This post has been corrected.
Gucci has officially put its creative direction in the hands of Alessandro Michele, a designer who has been with the brand since 2002, and with the Kering luxury group (of which Gucci is the flagship brand) even longer. He started as an accessories designer at Fendi after studying at the Accademia di Costume e di Moda in Rome.
Although Michele’s first official show in his new role will be the women’s fall 2015 collection in February, his hand was clearly visible in the romantic, androgynous direction of Gucci’s fall 2015 menswear show in Milan on Jan. 19—reportedly a 180-degree design change his team pulled off in under a week.

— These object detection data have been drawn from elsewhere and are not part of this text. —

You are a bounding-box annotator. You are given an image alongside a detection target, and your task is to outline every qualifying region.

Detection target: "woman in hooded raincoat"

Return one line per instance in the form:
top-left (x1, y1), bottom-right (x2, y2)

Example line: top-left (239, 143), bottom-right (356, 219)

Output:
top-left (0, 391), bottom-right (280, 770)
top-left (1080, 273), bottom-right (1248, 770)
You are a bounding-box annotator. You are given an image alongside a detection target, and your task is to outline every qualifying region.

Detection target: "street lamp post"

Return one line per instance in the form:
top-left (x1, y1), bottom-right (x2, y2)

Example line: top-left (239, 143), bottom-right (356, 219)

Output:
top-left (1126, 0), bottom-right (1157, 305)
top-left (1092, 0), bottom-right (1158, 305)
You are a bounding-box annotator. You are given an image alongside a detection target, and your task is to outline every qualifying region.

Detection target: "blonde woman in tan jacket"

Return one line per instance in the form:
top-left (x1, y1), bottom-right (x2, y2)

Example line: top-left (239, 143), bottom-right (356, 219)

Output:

Gucci has a history of promoting from within, and of sticking with successful creative directors for a long time. Tom Ford led the brand through a sexually charged renaissance between 1994 and 2004, when he was replaced with not one, but three designers already at the company.
One of them was Michele’s predecessor, Frida Giannini. (Like Michele, Giannini came to Gucci after designing accessories for Fendi, which is owned by luxury competitor LVMH.) After moving up through accessories and womenswear at Gucci, Giannini spent nearly a decade as creative director before the company announced her imminent departure in December.
In 2013, Gucci accounted for more than half of the €6.5 billion in revenue (pdf) generated by Kering’s luxury division.
Correction (Jan. 22): An earlier version of this post incorrectly stated that Fendi was owned by Kering. It is in fact owned by LVMH.